Rivista dell'Istituto per la Storia dell'Arte Lombarda
Numero 47
Ferdinando Zanzottera
Il contributo analizza il ruolo delle reliquie nella predicazione barocca napoletana attraverso il testo tardoseicentesco “Fuoco sacro della divinità” scritto da Giacomo Lubrano, concentrandosi sul rapporto tra materia, presenza del sacro e comunità urbana. Lontano da una prospettiva apologetica o dimostrativa, il testo di Lubrano presuppone la legittimità del culto reliquiario e ne sviluppa le implicazioni pastorali e simboliche, presentando le reliquie come presenze attive e operanti all’interno della città. In particolare, il sangue di San Gennaro è interpretato come segno corporeo e visibile della protezione del Santo, capace di instaurare una relazione dinamica con la comunità civica e lo spazio dell’urbe. L’analisi mette in luce come Napoli venga configurata come ambiente naturale della reliquia, in cui la dimensione pubblica, liturgica e comunitaria del culto prevale su devozioni introverse o claustrali.
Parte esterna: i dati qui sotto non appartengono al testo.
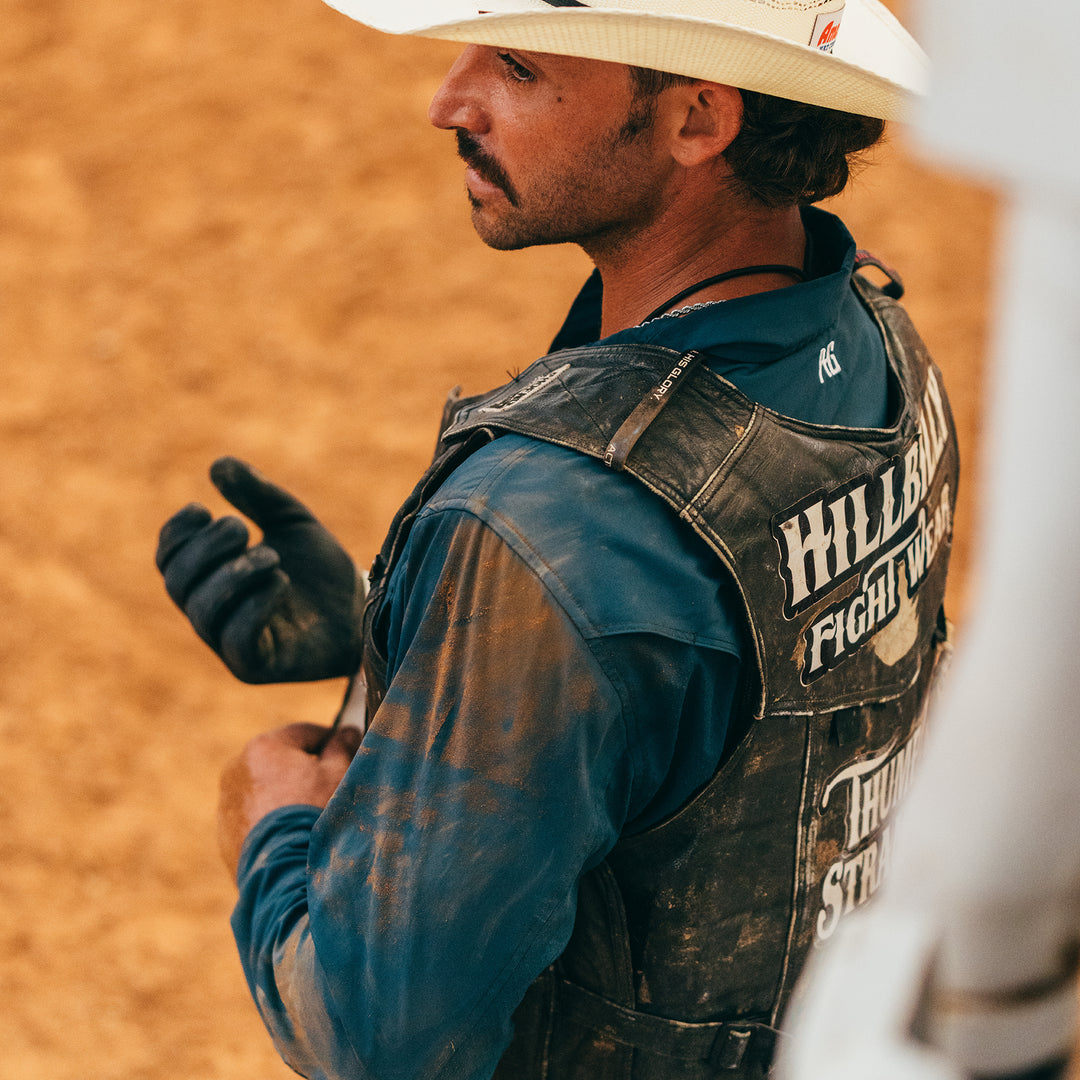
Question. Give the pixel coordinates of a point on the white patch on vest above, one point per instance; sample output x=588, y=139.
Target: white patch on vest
x=871, y=529
x=875, y=787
Attraverso il confronto implicito con modelli ascetico-monastici, il saggio evidenzia una concezione del sacro fortemente radicata nella visibilità, nella partecipazione collettiva e nella mediazione materiale, riconducibile a una pastorale di matrice gesuitica. Ne emerge un modello di religiosità civica in cui la reliquia non è oggetto inerte, ma strumento di coesione sociale, interpretazione della storia e governo spirituale della città.
This article examines the role of relics in Neapolitan Baroque preaching through Giacomo Lubrano’s late seventeenth-century work Il fuoco sacro della divinità, focusing on the relationship between matter, the presence of the sacred, and the urban community. Far from adopting an apologetic or demonstrative perspective, Lubrano’s text presupposes the legitimacy of the cult of relics and develops its pastoral and symbolic implications, presenting relics as active and operative presences within the city. In particular, the blood of Saint Januarius is interpreted as a corporeal and visible sign of the saint’s protection, capable of establishing a dynamic relationship with the civic community and the urban space. The analysis highlights how Naples is configured as the natural environment of the relic, in which the public, liturgical, and communal dimensions of devotion prevail over introverted or claustral forms of piety. Through an implicit comparison with ascetic and monastic models, the essay brings to light a conception of the sacred deeply rooted in visibility, collective participation, and material mediation, which can be traced back to a pastoral approach of Jesuit inspiration. What emerges is a model of civic religiosity in which the relic is not an inert object, but rather an instrument of social cohesion, historical interpretation, and spiritual governance of the city.